While the Danes’ debt to disposable ratio is World No 1 at 320%, methinks there is another factor underlying this sudden interest in a relatively obscure Scandinavian country. You see, it just so happens that the Arctic is believed to contain 22% of the technically recoverable oil and gas resources still left in the world. Also, guess what? Denmark has the most solid claim to the largest part of it…and leads the technology race to get it out at a commercial price. But as Offshore technology Magazine reported two years ago,
‘…there are disputes between Canada, Denmark, Norway, Russia and the US regarding rights to use resources and security of transportation through Arctic shipping routes.’
Most market-rigging is not done for profit first.
If you look at gold, QE, Zirp, Libor, derivatives and now oil, more often than not the primary motive lies with the Sovereigns and central banks around the developed world. When I first began writing about gold fundamentals in 2006, I was showered with news to the effect that I was bonkers. Now it is an accepted fact, but it is being done for survival, not profit. The price of the Euro is another example: traders can profit from it, but it has been manipulated by the ECB nonstop since 2009 for entirely political reasons. Oftentimes, the price of oil makes little sense, and the excuses given for ups and downs simply don’t check out…until you think about who wants low prices at the pumps, and who has done what deal with which Mideast maniac.

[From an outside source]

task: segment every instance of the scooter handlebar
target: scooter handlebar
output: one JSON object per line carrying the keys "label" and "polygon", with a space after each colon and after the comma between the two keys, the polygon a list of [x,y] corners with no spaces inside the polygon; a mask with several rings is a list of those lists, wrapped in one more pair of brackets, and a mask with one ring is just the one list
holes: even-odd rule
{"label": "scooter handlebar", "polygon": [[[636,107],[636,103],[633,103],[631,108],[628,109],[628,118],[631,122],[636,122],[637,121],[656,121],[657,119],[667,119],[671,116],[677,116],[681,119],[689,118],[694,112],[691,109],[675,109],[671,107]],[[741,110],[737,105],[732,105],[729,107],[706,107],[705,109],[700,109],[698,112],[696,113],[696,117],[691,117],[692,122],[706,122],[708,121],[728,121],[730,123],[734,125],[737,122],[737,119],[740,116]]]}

Are the MoUs finally on the run?
Twenty years ago, I used to dismiss oil conspiracy theory as bunk. Now you’d be blind to do so. To cloak the interference in Iraq, Iran, Libya and now Syria as genuine concern about human rights means merely that you suffered concussion when toppling off the Christmas tree.
However, one senses that it is increasingly important for those Uptop that no further evidence emerges of malign sovereign/central banker motives…especially in the light of Wikileaks and Philip Snowden. Be under no illusion at all: if such were to emerge and show clear evidence of persistent fraud on a global scale, the balance of belief could so easily tip in favour of the cynics. Five deaths to plug holes in the wall of silence are as nothing in that context.
Everything is connected.
Since the start of 2014, we have seen crude and brazen depression of bond yields in Italy and Spain, almost certainly linked to Japan: there are personal Draghi reasons for this, but also EU/Abe geopolitical ones. However – and this is significant I think…..no bond help in the way of rigging was offered to Greece. For it is important in the Global Energy Game that Greece remains a prisoner, made at all times to fell weak and outnumbered: it was promised Christmas debt relief, it didn’t get it. Now – Bloomberg reports today – the new bailout deal from the EU is set to include extending the maturity on rescue loans to 50 years. The plan will be considered by policy makers during March and April…a good idea this one, as Athens will default on its loans bigtime without help in May. And the Sprouts don’t want that: they just want the cowering mouse shivering in fear forever….for in the hole, Greece has riches beyond even Venizelos’s wildest dreams. And the Cat must have his cream.
And the same is true of Denmark. Within ten years, if one believes even 10% of peak oil theory, Denmark could have the highest per capita wealth on the planet, and be the world’s biggest oil exporter. There is no way the Big Boys Club can live with that one. So Denmark too must be torpedoed.
As I suggested at the outset, if this piece reads like vintage John le Carré, then (a) I’m flattered and (b) I make no apology. Sometimes, things really are just Snafu. And at other times, four badly-disguised murders in 18 days by enforced jumping all involving whistleblowers merely shows the lack of imagination of the average security services field operative.